Turn progress into a reviewable diff or commit.
Repeat, stop, or call a person.

The important detail is to separate production from acceptance. The agent can produce code. The loop should not accept that code only because the agent said it was done.

A good loop also needs to distinguish two modes:

Mode	When to use it	Human role
Hands-off	Small, verifiable work where mistakes are cheap	Review the result afterward
Companion	Uncertain, exploratory, or sensitive work	Watch, steer, and tighten criteria

A long-running loop does not mean an absent human. It means the human sits at the right level: defining goals, gates, limits, and review, not typing every next prompt.

How should you start?

Start with a loop that fails cheaply.

A good first loop for this blog would be:

GOAL
Validate a bilingual blog post before publishing.
 
CHECKS
- frontmatter is valid
- pt-BR and en share translationKey
- descriptions are 150 to 160 characters
- no em dash or en dash in prose
- cover image is 1200x630 and under 600 KB
- bun velite passes
- bun lint has no new errors
 
STOP
Success, missing source content, or 5 failed attempts.

This loop is small, useful, and connected to real work. It also has objective verifiers.

After that, it is worth creating loops for pull request review, link audits, issue triage, and technical journal generation.

What is the right question for a new agent tool?

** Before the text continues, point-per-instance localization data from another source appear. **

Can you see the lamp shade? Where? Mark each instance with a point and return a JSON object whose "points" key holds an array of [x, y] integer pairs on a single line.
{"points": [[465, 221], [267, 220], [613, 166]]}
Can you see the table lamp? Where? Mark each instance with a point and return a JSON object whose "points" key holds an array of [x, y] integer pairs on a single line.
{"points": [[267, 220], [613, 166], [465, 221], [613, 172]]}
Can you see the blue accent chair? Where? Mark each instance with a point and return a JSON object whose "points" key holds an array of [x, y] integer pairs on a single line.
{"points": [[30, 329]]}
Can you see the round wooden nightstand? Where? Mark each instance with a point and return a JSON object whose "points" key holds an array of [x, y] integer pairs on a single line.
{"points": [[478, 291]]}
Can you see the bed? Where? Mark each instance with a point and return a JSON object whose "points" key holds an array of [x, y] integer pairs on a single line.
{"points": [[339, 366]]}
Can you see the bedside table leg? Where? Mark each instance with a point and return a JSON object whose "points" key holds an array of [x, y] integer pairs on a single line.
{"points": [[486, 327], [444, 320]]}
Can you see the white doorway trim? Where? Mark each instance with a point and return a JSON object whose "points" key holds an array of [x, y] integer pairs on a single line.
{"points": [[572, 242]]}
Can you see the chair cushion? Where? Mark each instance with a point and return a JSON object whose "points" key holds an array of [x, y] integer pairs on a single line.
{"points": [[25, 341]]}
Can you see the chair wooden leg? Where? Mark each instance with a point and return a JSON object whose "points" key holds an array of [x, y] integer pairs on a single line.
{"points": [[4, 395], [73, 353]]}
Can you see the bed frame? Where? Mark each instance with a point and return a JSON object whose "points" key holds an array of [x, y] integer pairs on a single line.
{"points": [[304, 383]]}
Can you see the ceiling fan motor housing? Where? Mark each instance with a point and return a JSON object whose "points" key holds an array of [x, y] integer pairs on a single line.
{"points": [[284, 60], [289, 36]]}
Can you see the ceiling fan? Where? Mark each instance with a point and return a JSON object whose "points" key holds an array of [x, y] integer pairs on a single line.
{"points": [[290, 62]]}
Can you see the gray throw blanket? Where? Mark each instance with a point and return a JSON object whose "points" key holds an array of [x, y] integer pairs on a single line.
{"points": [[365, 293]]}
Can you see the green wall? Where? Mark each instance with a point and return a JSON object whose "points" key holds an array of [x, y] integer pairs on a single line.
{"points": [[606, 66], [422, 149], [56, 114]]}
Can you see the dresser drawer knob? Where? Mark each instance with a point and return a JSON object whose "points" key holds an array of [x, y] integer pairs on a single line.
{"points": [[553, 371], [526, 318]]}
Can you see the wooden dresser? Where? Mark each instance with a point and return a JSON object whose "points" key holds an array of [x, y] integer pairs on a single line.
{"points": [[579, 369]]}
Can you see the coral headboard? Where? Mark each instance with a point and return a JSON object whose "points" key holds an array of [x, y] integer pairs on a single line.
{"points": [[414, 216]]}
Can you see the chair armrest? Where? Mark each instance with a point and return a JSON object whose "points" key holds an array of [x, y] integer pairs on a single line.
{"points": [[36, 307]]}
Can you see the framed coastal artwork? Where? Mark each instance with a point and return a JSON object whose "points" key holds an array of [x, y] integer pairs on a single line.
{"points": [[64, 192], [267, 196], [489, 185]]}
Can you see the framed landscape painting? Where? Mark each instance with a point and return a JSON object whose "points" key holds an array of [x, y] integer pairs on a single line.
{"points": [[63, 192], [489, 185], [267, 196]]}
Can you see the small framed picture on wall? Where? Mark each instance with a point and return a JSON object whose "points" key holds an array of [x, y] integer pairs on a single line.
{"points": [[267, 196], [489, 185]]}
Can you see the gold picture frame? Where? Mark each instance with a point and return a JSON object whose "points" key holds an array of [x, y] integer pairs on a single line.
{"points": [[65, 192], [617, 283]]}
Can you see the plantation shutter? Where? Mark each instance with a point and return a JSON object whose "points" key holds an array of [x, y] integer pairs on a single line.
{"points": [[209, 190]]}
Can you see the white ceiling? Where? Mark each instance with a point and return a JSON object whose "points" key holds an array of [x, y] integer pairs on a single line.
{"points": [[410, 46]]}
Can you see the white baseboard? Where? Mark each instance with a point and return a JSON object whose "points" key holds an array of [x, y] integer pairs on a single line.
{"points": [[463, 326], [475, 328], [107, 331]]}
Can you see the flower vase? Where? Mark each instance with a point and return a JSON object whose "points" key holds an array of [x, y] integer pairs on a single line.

When a new agent tool appears, ask:

Which part of the loop does it improve?

Possible answers:

Trigger.
Context.
Tools.
State.
Verification.
Cost.
Observability.
Human handoff.

If the tool does not improve any of these parts, it may only be packaging.

That is why people like Addy Osmani are useful to follow. He helps turn announcements into technical patterns. You do not need to believe the marketing. You need to understand the system part.

TL;DR

Loop Engineering is the next step after prompt engineering. Prompt engineering teaches you how to ask. Loop Engineering teaches you how to build a system that keeps working, verifies its own output, remembers what happened, and stops safely.

Use it for repeated, verifiable work where mistakes are cheap. Use it in product, coding, content, operations, and personal routines. Do not use it where there is no gate, where errors are expensive, or where a simple checklist already works.

The future of agent work is not writing bigger prompts. It is designing smaller, safer, verifiable loops.